India Gate — Built as a memorial to commemorate the 70,000 India soldiers killed in World War I, India Gate was designed by Sir Edwin Lutyens and completed in 1931. Located on Rajpath, the road that leads to the magnificent Rashtrapati Bhawan, the gate is 160 feet high with an arch of 138 feet. Built from sandstone, the arch also houses the Eternal Flame, a gesture in memory of the Indian soldiers who laid their lives in the 1971 war with Pakistan.
The Secretariat Complex — Popularly known as the North Block and South Block the present seat of the ministry of Finance and External affairs respectively was the original Secretariat built on Raisina hill. These imposing structures are topped with Chatris on the corners giving it a typical oriental look.
Rashtrapati Bhavan & Mughal Gardens — Formely the Viceregal Lodge, the building is the highlight of Lutyen’s New Delhi and was completed in 1929 at a cost of 12,53,000 pound sterling. Located in an area of 130 hectares, the palace has 340 rooms. At one time, 2,000 people were required to look after the building and serve the Viceroy’s household. The lodge also has impressive garden called the Mughal Garden, which is open to public twice in a year, usually in February and March.
Parliament House — The seat of Indian Parliament is a marvelous piece of architecture designed by the famed architect Lutyens and constructed under the direct supervision of Sir Herbert Baker. Visitors are not allowed to loiter inside the building without special permission, for security reasons. For the foreign visitors permits are given only after they obtain an introductory letter from the respective embassy. Designed as a circular structure, the House is 171 meters in diameter and about one-third of a mile in circumference. The two semicircular house chambers flank the Central Hall with its impressive dome. The building has a continuous open corridor on the first floor fringed with a colonnade of 144 creamy sandstone pillars. The exterior walls of red sandstone are carved in geometric patterns that echo Moghul jaalis. It is a marvellous piece of architecture which can be admired only from outside on account of security restrictions. It is domed almost circular structure about a kilometer in circumference and is the seat of the Indian Parliament. During the sessions of Parliament there is a flurry of activity in and around the structure.
Teen Murti House — The Teen Murti Bhavan housed the first Prime Minister of India, Jawaharlal Nehru.

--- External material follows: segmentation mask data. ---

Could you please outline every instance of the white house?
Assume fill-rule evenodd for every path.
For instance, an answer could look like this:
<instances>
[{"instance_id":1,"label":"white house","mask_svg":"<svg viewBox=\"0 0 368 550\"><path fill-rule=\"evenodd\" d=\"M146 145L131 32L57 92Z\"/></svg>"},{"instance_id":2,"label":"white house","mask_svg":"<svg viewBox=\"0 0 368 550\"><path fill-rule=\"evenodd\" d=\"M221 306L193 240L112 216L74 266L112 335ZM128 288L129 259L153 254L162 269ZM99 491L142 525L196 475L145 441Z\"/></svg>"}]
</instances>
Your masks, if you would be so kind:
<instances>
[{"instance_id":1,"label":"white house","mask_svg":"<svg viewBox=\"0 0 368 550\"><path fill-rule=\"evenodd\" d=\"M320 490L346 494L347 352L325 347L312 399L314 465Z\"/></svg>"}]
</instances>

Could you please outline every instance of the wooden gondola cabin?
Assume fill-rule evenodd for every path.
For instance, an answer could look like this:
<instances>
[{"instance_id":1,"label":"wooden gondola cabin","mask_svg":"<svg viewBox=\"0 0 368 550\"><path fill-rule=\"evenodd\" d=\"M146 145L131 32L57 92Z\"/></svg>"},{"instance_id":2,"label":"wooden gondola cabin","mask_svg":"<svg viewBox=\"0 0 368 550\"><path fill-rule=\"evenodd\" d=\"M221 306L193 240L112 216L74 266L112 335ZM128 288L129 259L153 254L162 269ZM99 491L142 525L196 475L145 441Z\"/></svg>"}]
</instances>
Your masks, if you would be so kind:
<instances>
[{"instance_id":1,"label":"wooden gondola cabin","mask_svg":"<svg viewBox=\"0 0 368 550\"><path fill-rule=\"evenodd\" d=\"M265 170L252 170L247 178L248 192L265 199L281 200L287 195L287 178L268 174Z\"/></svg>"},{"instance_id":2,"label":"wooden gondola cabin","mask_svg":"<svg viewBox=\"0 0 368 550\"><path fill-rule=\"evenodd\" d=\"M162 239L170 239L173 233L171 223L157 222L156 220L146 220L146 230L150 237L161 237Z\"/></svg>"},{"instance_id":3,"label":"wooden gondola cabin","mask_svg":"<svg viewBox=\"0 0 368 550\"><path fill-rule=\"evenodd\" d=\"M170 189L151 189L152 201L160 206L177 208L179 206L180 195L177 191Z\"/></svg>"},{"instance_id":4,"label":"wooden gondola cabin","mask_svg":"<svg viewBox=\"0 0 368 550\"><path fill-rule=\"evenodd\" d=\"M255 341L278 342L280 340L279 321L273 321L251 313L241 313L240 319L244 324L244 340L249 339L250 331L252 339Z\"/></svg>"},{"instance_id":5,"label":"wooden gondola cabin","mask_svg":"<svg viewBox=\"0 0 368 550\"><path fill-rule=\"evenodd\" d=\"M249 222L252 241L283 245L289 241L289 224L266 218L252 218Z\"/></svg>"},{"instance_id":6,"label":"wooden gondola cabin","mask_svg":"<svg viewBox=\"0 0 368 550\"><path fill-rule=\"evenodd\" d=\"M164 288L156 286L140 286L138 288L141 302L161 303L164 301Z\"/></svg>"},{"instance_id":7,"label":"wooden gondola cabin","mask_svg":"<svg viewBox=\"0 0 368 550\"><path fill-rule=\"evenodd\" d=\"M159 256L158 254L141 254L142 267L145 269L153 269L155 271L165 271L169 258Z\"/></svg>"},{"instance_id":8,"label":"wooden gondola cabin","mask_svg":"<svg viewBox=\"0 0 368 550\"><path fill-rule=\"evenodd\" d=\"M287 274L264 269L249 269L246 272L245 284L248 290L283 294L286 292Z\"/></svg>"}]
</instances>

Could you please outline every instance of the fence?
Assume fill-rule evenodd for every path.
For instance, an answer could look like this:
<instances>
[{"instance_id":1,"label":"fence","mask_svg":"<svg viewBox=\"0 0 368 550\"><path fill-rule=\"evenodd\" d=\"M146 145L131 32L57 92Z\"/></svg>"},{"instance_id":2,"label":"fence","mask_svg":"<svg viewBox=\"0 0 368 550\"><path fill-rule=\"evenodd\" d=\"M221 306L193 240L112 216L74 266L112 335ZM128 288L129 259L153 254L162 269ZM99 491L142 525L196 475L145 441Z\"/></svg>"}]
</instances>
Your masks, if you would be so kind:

It was designed by Robert Tor Russel, the architect of Connaught Place, and the Eastern and Western Courts on Janpath. The Bhavan was originally the residence of the Commander-in-Chief of the British Forces in India. However, after independence the house was taken over as the residence of Jawaharlal Nehru. And on his death, the house was converted into a national memorial comprising a library and a museum. The library is one of the finest ones for information on modern Indian history. The house gets its name after the Teen Murti (three statues) Memorial, which stands on its extensive grounds. The memorial was built in memory of the Indian soldiers who perished in World War I. The Bhavan is closed to public on Mondays and on all public holidays.